What’s up with deep Southern college-educated whites

So, I posted that cool Survey Monkey map the other day, but I was really struck by this one, I didn’t post.  I was reminded of it due to this Ronald Brownstein tweet:

Anyway, here’s the map— Electoral college map by college-educated whites:


Damn!  What is with those deep Southern whites?!  I already knew this on an intellectual level (i.e., 90% of whites in Mississipi are Republican, which obviously means most all the college-educated ones are as well), but it still is striking to see visually. Is this just the power of evangelical Christianity?  Racial resentment?  ‘

If I wasn’t hopelessly behind on half-a-dozen different things, I’d have to play around with the 2012 NES data.  Maybe, I still will.  This is a map I want to understand better.



About Steve Greene
Professor of Political Science at NC State http://faculty.chass.ncsu.edu/shgreene

4 Responses to What’s up with deep Southern college-educated whites

  1. jeffbc94 says:

    Commenting only because the ad that showed up when I clicked this link was for an event that is happening in my building next month!

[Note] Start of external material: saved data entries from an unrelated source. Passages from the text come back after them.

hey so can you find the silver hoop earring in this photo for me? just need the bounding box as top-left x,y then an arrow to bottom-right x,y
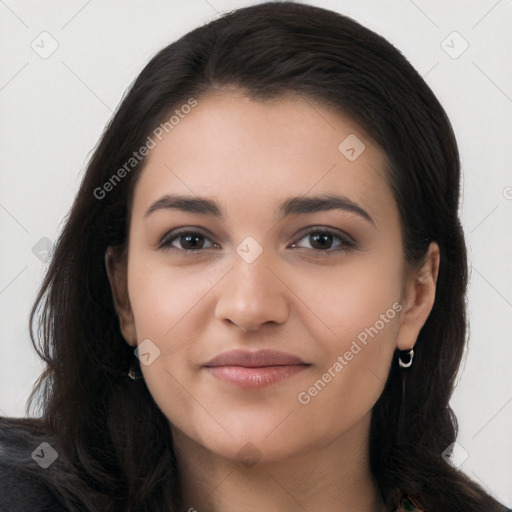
128,360 -> 143,380
398,348 -> 414,368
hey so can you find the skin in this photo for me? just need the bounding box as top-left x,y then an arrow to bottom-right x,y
106,89 -> 440,512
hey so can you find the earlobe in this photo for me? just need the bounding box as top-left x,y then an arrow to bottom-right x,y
104,246 -> 138,346
396,242 -> 440,351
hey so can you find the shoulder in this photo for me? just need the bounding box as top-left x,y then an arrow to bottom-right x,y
0,416 -> 67,512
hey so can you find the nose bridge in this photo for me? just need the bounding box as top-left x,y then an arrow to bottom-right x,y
215,236 -> 289,331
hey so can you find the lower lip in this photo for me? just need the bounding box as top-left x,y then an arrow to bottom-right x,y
205,365 -> 308,388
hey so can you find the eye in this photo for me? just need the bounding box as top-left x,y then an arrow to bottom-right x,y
289,227 -> 356,253
159,226 -> 356,255
159,228 -> 219,253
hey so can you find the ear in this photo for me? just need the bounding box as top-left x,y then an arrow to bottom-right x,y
396,242 -> 440,351
105,245 -> 138,347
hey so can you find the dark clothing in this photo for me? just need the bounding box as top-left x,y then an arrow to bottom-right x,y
0,417 -> 67,512
1,418 -> 511,512
0,463 -> 67,512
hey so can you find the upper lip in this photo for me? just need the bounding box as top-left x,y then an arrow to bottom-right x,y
204,349 -> 309,368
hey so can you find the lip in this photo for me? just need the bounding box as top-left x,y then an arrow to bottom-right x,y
204,349 -> 307,367
203,349 -> 310,389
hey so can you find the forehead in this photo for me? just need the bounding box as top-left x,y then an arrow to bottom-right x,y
132,91 -> 395,226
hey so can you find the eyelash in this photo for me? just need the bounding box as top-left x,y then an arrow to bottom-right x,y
158,227 -> 357,255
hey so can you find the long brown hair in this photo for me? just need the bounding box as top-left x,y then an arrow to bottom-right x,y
1,2 -> 508,511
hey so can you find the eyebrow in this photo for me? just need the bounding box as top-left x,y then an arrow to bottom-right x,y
144,193 -> 376,227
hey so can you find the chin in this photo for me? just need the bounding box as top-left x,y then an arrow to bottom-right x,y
207,436 -> 307,467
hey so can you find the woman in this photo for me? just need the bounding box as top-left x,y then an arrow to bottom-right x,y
0,2 -> 509,511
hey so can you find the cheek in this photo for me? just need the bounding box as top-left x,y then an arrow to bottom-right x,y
125,255 -> 218,433
290,256 -> 403,408
294,281 -> 402,431
126,253 -> 216,342
292,254 -> 403,352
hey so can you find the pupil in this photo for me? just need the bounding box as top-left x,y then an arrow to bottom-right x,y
183,234 -> 202,249
311,233 -> 332,249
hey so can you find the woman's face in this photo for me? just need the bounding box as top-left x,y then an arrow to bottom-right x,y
107,90 -> 437,465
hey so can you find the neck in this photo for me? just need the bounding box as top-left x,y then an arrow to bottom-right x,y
172,412 -> 386,512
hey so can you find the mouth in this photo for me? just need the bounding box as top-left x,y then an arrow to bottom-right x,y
203,349 -> 311,389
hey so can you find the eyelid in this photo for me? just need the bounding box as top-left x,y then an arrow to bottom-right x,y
289,226 -> 357,253
158,227 -> 217,251
291,225 -> 356,245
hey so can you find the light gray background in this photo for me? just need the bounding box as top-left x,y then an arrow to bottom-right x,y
1,0 -> 511,506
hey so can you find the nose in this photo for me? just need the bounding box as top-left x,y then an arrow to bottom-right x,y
214,245 -> 290,332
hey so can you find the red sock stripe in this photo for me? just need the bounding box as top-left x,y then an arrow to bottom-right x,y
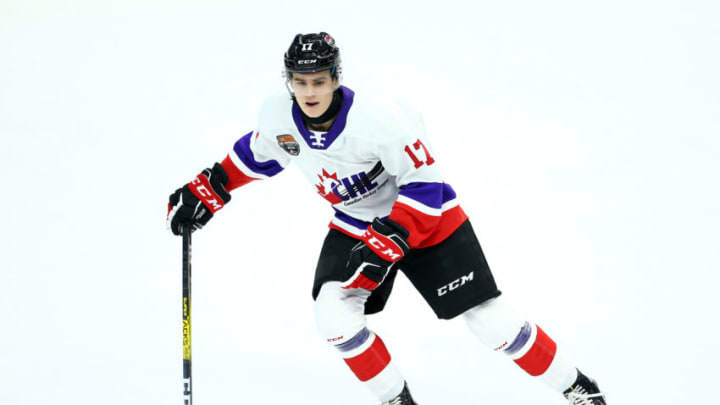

I know that means nothing, but I thought it was cool!

  2. R. Jenrette says:

    “What is up with those deep southern whites?”
    Their power structure is more threatened because there are many more black voters in those states percentage wise.
    And then there’s tradition and social pressure on non conformist whites.

    • Steve Greene says:

      Very hard not to imagine an important racial-cultural component.

      • ohwilleke says:

        Certainly. Race and culture – with modern day carpet baggers providing the few white Southern exceptions. The phenomena of bloc voting by racial groups has been noted in law journals in election law articles for decades. Shapiro notes it in the Yale Law Journal in 1984 for example https://www.jstor.org/stable/796320?seq=1#page_scan_tab_contents

        Fair Vote notes: “Racially polarized voting/racial bloc voting: Circumstances where the voting preferences of a particular group consistently vary from the preferences of other groups. When a white majority consistently defeats the preferences of a racial minority that is protected under the Voting Rights Act, a jurisdiction may need to change its district plan and/or electoral structure under Section 2 of the Voting Rights Act.”

        Religion surely plays a part. Few other regions of the country has so few Jews, Muslims, Quakers, Catholics, Mormons, etc., and most of the mainline Protestant denominations split into Northern and Southern denominations over the issues of slavery and civil rights. So white Southerners have more religious homogeneity than almost any other region of the country.